Many thanks to Hanzík for the Czech translations!

moderately geeky  moderately geeky

Case 168

Horizontal, Vertical

When their respective apprentices had retired for the night,
masters Suku and Yaqqana spoke beside the fire-pit
in Yaqqana’s little monastery.

- - -

Yaqqana said: Let us compare the ways of our temples,
to see what we may learn from one another.

Suku replied: That is agreeable.

Yaqqana said: Our systems are built of many components,
each layered like the earth itself:
persistence is the stony foundation,
business logic the fertile soil,
presentation the fragrant blossoms
delighting the world-wide sky.

Suku replied: We do likewise.

Yaqqana said: Our designs are guided by three principles:
loose coupling between components,
strong cohesion within them,
and encapsulation always where developer meets developer.
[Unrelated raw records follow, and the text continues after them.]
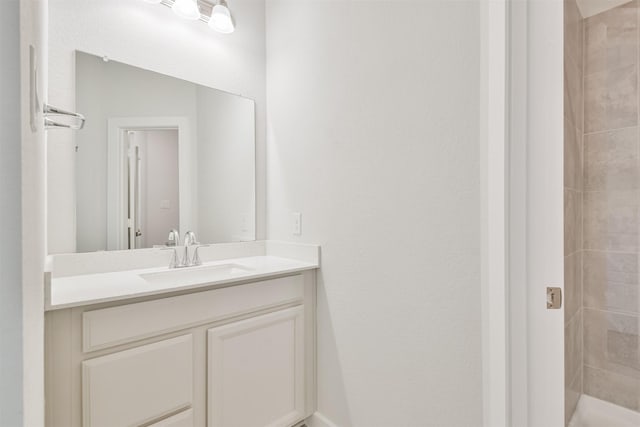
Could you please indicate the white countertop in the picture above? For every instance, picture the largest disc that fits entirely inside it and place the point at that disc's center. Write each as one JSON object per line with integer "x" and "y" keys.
{"x": 86, "y": 289}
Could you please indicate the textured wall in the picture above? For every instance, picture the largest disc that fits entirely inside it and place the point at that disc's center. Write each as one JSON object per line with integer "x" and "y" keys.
{"x": 611, "y": 207}
{"x": 10, "y": 218}
{"x": 573, "y": 193}
{"x": 373, "y": 124}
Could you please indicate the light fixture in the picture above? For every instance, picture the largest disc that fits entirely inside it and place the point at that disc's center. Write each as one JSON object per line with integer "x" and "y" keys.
{"x": 221, "y": 19}
{"x": 214, "y": 12}
{"x": 187, "y": 9}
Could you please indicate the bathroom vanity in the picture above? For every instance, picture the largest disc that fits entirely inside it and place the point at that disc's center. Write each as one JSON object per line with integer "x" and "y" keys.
{"x": 228, "y": 343}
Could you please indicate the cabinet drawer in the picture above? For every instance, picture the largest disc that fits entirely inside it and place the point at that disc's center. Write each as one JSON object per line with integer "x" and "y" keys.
{"x": 256, "y": 371}
{"x": 138, "y": 386}
{"x": 118, "y": 325}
Suku replied: We think likewise.

Yaqqana said: Our means to this end is self-evident:
each monk is assigned one component at a time,
coding its layers as he sees fit.

Suku replied: Here you and I part ways—for in our temple,
each monk is assigned one layer at a time,
yet codes across many different components.

Yaqqana said: Our way’s virtues are readily seen:
Each component is consistent throughout,
yet a black box to its neighbors left and right.

Suku replied: Our way’s virtues are likewise apparent:
Each layer is consistent throughout,
yet a black box to its neighbors above and below.

Yaqqana said: Your way would kill us by stagnation—
for so many must speak before code is written.

Suku replied: Your way would doom us by chaos—
for so much may be coded before anyone speaks.

Yaqqana said: When our temple was built,
it was on foundations of respect,
and mutual reliance,
and creativity,
and independence.
We trust even our middling monks to deliver code of quality,
and this I would not change for anything.

Suku replied: Nor would I ask you to.
Your temple is not our temple; your needs are not our needs.
Therefore let us agree upon one thing more,
which is to part amicably.

Thus did the two embrace in friendship,
and wish each other pleasant dreams.

- - -

But when Yaqqana had retired, and Suku was alone,
she whispered to the dying fire:

When your temple was built,
did masons cut the foundation stones?
and did carpenters hew the beams?
and did plumbers lay the pipes?
and did roofers set the tiles?
Or did a hundred middling laborers choose one room each,
and build it entire from earth to sky?